Late night blogging status update: The plants are still looking well. Fat Jeoffy has left the table, but Mz. Bustopher Jones has colonized my lap. The toast was delicious. I am still tired but still in that way that doesn't actually lead to sleep. I have less than 24 hours left of being 35. I wish that for my birthday I could ask for more time to read instead of just for more books. I may begin working on a final Vanity Fair post right now, just because I can.
7 comments:
Well - now I want, really badly, to read something by Sayers. I'm trying to remember if there's anything by her in the peace corps library or if I'm going to have to wait a year till I have access to an American library. I tend to ration my books too, but I love how it feels when I just chill out a bit and relish reading everything by an author. Your description of Sayers and the lack of pretension reminds me of Dennis Lehane, who I think of as someone with the chops to write "literary fiction" but who writes mysteries. I find his work so much more exciting than that of the horde of award-winning lit fic authors. Lehane was also the last author I read the way you're reading Sayers - a few months after first reading him, I got sick and spent a week reading three of his novels. It was so much fun to feel so completely in his world.

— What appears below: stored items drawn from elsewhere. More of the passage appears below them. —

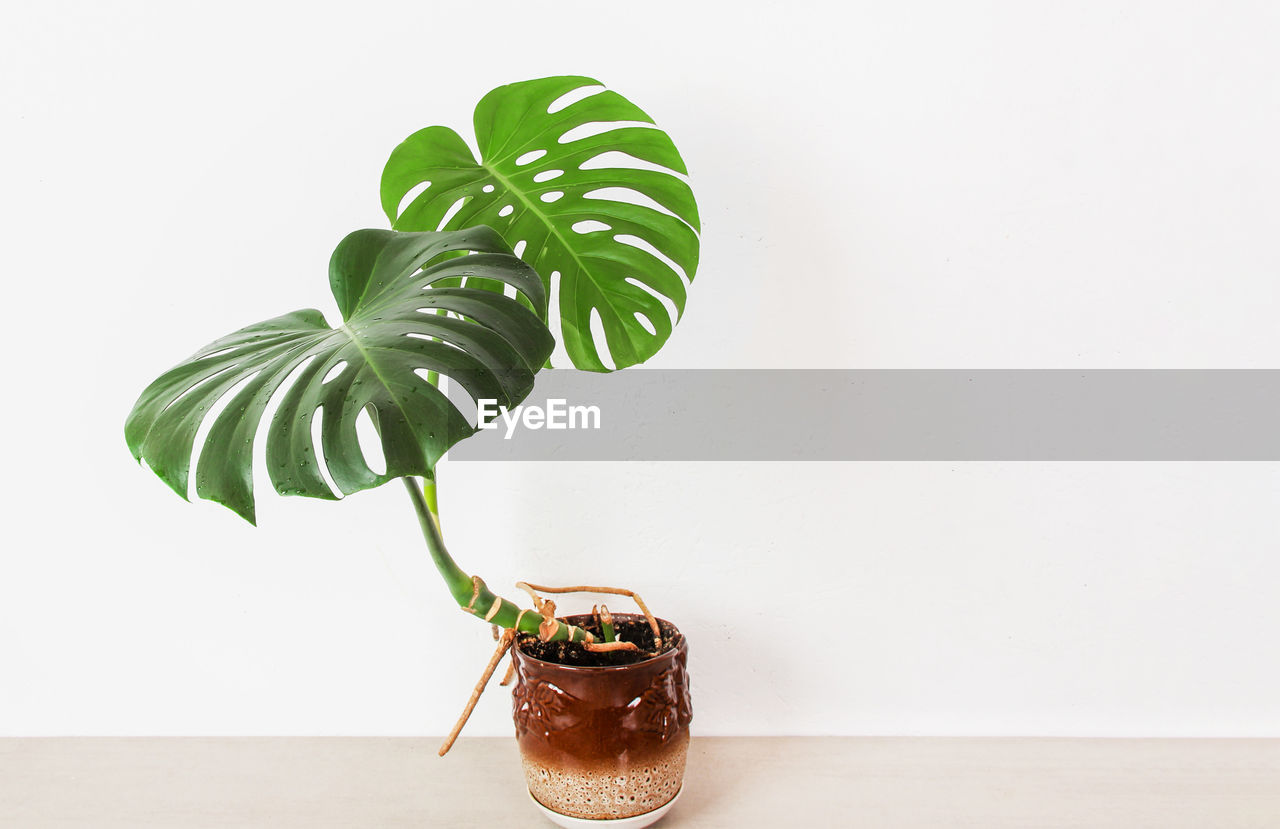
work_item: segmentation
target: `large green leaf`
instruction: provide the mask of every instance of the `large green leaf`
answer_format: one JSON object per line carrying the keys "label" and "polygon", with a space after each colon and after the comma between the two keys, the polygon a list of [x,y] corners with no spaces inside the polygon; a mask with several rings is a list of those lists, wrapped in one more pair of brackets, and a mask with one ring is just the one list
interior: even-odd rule
{"label": "large green leaf", "polygon": [[[424,475],[474,433],[426,372],[452,378],[473,399],[514,406],[554,346],[538,275],[487,227],[358,230],[334,251],[329,284],[342,325],[330,328],[314,310],[260,322],[210,343],[148,386],[125,423],[134,457],[186,498],[196,433],[235,390],[200,450],[196,494],[253,521],[253,443],[278,392],[267,429],[272,484],[283,495],[333,498],[321,463],[349,494]],[[524,302],[491,290],[504,285]],[[382,474],[360,450],[361,411],[377,428]]]}
{"label": "large green leaf", "polygon": [[[569,358],[578,368],[605,371],[592,341],[593,310],[615,367],[624,368],[653,356],[671,335],[673,321],[658,297],[675,306],[677,318],[685,304],[679,271],[619,237],[643,240],[691,280],[700,227],[693,191],[675,175],[685,173],[680,153],[666,133],[643,125],[653,121],[639,107],[600,91],[548,111],[566,94],[598,85],[591,78],[556,77],[493,90],[475,111],[479,162],[448,127],[414,133],[387,161],[382,208],[398,230],[485,224],[517,250],[524,242],[521,256],[549,292],[552,274],[560,274],[552,313],[558,311]],[[612,122],[642,125],[617,124],[587,136],[578,130]],[[578,134],[566,141],[570,130]],[[624,153],[661,169],[619,167],[617,156],[601,158],[604,153]],[[619,200],[619,188],[645,198],[628,193],[623,198],[631,201]],[[663,209],[633,203],[646,200]]]}

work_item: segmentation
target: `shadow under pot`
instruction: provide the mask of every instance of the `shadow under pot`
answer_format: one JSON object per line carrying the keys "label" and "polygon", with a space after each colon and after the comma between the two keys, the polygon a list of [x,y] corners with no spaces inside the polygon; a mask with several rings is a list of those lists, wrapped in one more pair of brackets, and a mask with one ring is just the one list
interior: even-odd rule
{"label": "shadow under pot", "polygon": [[[589,614],[562,618],[594,627]],[[652,643],[643,616],[613,619],[620,632],[642,629]],[[550,661],[566,657],[528,635],[512,648],[512,713],[529,794],[561,826],[648,826],[680,793],[693,719],[689,647],[670,622],[658,624],[666,650],[631,664]]]}

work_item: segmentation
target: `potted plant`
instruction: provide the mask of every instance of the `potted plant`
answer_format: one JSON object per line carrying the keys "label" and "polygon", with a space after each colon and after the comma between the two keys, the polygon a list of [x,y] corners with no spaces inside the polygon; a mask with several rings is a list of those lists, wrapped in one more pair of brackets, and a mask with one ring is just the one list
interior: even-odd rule
{"label": "potted plant", "polygon": [[[479,160],[446,127],[391,154],[381,195],[392,229],[351,233],[330,261],[339,325],[308,309],[215,340],[143,391],[125,437],[184,498],[194,451],[196,495],[250,523],[260,431],[280,494],[337,499],[399,479],[454,600],[499,638],[441,754],[510,651],[535,802],[562,825],[648,825],[683,776],[684,637],[625,589],[520,583],[532,608],[494,594],[445,547],[435,469],[480,425],[446,396],[444,378],[473,401],[514,407],[550,367],[553,332],[579,369],[656,353],[697,267],[697,207],[671,139],[590,78],[495,89],[476,107],[475,130]],[[381,458],[357,438],[362,415]],[[559,616],[545,594],[569,592],[621,594],[641,613]]]}

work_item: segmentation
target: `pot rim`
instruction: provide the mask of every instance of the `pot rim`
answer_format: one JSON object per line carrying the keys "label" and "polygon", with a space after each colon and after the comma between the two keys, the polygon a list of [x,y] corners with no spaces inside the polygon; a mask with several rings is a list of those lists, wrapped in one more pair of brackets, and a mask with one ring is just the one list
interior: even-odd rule
{"label": "pot rim", "polygon": [[[613,615],[613,618],[615,619],[626,619],[627,621],[634,621],[638,619],[640,621],[645,621],[645,617],[641,613],[614,613],[612,615]],[[571,613],[568,616],[562,616],[561,618],[566,620],[575,619],[575,618],[590,619],[591,614],[590,613]],[[556,668],[558,670],[574,671],[574,672],[581,672],[581,673],[633,671],[638,668],[643,668],[648,665],[653,665],[655,662],[657,662],[660,659],[674,658],[675,655],[680,652],[680,649],[684,647],[684,634],[680,632],[680,628],[671,624],[671,622],[667,621],[666,619],[663,619],[661,616],[654,616],[653,618],[658,620],[659,625],[664,623],[671,625],[671,628],[676,632],[676,636],[678,638],[673,640],[674,647],[663,651],[657,656],[651,656],[648,659],[645,659],[641,662],[629,662],[626,665],[563,665],[559,662],[548,662],[545,659],[539,659],[538,657],[533,656],[532,654],[525,653],[523,650],[520,649],[519,639],[516,640],[516,643],[511,650],[515,653],[517,658],[527,659],[530,662],[536,662],[539,665],[546,665],[551,668]],[[575,624],[575,623],[570,622],[570,624]],[[532,636],[533,634],[526,633],[523,635]]]}

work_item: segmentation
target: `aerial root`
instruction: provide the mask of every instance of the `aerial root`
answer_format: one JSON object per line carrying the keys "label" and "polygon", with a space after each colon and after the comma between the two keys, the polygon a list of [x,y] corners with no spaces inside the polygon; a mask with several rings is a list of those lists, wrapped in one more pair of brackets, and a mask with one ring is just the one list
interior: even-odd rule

I've been saving Sayers because she sounds like an author I would absolutely love and I haven't even read her yet. I've just allowed myself to begin reading Maisie Dobbs by Jacqueline Winspear. So like you, I'm 'rationing' ... by not even reading them which is ridiculous!!
I read Murder Must Advertise YEARS ago, and I have absolutely no memory for books (see: reasons for starting a blog) but at one point Peter says something along the lines of 'That's praising with faint damns' and I LAUGHED AND LAUGHED and I laugh at that line to this day.

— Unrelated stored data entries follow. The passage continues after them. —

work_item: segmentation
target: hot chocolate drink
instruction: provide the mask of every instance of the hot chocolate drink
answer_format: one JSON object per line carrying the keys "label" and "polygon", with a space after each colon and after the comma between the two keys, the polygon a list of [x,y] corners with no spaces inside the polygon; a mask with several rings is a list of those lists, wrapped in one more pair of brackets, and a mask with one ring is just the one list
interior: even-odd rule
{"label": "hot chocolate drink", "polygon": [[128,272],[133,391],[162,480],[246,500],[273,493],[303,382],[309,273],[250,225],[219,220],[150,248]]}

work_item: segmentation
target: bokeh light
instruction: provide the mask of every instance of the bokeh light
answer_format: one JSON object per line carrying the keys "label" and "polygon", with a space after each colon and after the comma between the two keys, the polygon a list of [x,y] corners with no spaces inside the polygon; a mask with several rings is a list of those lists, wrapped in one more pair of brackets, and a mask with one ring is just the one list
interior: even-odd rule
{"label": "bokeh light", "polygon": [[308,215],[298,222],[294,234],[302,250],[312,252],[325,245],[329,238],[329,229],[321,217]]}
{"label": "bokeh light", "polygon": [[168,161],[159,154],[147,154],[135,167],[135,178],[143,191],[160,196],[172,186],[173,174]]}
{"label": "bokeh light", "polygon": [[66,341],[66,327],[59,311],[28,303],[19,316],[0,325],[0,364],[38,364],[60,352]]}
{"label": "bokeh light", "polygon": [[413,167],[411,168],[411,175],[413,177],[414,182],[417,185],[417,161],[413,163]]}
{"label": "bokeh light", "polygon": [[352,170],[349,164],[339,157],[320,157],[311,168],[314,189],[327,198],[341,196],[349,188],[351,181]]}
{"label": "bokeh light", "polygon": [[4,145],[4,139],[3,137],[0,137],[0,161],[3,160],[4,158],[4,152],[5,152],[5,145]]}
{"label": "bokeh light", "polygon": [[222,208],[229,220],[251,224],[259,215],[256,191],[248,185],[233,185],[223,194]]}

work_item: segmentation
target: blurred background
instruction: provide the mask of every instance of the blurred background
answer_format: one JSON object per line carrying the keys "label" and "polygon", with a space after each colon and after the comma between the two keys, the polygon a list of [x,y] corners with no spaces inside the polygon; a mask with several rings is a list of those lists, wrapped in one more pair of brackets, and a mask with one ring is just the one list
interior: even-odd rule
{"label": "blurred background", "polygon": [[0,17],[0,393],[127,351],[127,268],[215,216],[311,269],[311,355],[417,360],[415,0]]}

Must get me some more Sayers, immediatemente.
Love this post! Love Sayers too, and I was just thinking I need to reread Murder Must Advertise. :D I haven't read it since high school, but I remember the cricket scene with an odd sort of vividness!
I'm like you: I tend to ration out my favourite authors so that they'll last longer. My mom's the opposite: when she discovers a new writer she loves, she tears through their works. I want to get more into that camp, I think...or at least increase my rationing so that I'm reading more than one a year. I have to remind myself that once I finish a beloved author's books, I can just reread them!
I either command or encourage you all, whichever is most appropriate for you, to go read Gaudy Night, stat. And then the others.
I LOVE Sayers and Wimsey was also my literary boyfriend at one point. I haven't read any of her books for a while although I'm tempted to try The Attenbury Emeralds (Jill Paton Walsh's continuation of the Wimsey mysteries). Walsh's first attempt was good but can't remember much of her second.
chasingbawa: I am, and I think I will remain, too fearful to ever try Walsh's attempts at reviving Wimsey et al - I just don't know how anyone could satisfyingly attempt to replicate Sayers's genius!